Sophias Blick löste sich von Isambour und glitt auf jene, die ihr als Königin von Frankreich nachgefolgt war. Auch Blanches Augen schienen fiebrig zu glänzen. Ob es sie immer noch nach Ziegenkäse und schwarzen Oliven gelüstete oder ob sie die Erinnerung an die Heimat verleugnete so wie den Widerwillen, der dem grauen Herbst- und Winterhimmel galt? Ob sie sich tatsächlich mit der bescheidenen, stillen Lebensweise zufrieden gab, die sie seit dem Skandal an den Tag legte, oder nur darauf wartete, wieder die mächtigste und einflussreichste Frau bei Hofe zu werden?
Anstatt der üblichen Verachtung erwiderte sie Sophias Blick mit kindlichem Trotz, als wäre es deren Bestrafung, nicht aber die des Königs, dass ihre Stunde nun gekommen war und keiner mehr die Macht hatte, sie und den königlichen Gatten als Häretiker zu beschimpfen. Fest hielt sie die Hand ihres Ältesten – nach dem Tod des kleinen Philippe war es Louis – gepackt. Jener war zu klein, um zu begreifen, dass er nun Frankreichs Thronfolger war, sondern war eifrig damit beschäftigt, jede Geste der Bischöfe zu bestaunen und jedes Gebet mit Inbrunst zu murmeln.

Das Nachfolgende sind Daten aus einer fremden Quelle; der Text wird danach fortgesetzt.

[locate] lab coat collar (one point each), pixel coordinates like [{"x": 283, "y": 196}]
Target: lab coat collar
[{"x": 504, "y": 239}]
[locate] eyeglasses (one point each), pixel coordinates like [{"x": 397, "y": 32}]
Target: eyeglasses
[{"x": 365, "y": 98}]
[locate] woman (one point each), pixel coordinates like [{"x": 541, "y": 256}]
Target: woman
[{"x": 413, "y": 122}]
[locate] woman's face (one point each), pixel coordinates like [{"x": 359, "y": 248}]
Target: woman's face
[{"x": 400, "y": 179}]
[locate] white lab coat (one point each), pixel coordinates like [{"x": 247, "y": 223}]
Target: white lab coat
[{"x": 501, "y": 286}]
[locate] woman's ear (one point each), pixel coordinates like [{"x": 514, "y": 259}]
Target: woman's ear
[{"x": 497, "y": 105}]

So wenig wie Blanche bemerkte er, dass nicht alle Blicke wohlwollend auf dem frommen Knaben ruhten, sondern es mehrere Augenpaare gab, die sich voll Widerwillen zusammenzwängten. Sie gehörten Philippe-Huperel von Boulogne, des verstorbenen Königs zweitem Sohn, den ihm die arme Agnèse geboren hatte und der – wiewohl vom Papst legitimiert – niemals den Ruf losgeworden war, ein Bastard zu sein. An seiner Seite saß die nicht minder verbitterte Mahaut, die seit ihrer Eheschließung nichts anderes hoffte, als dass Blanche und Louis – nunmehr der VIII. seines Namens, kinderlos bleiben mögen. Doch Blanche, die in den ersten Jahren ihrer Ehe gar nicht und später so schwer geboren hatte, brachte nun fast jährlich ein neues Kind zur Welt – und fast alle von ihnen waren gesunde Söhne.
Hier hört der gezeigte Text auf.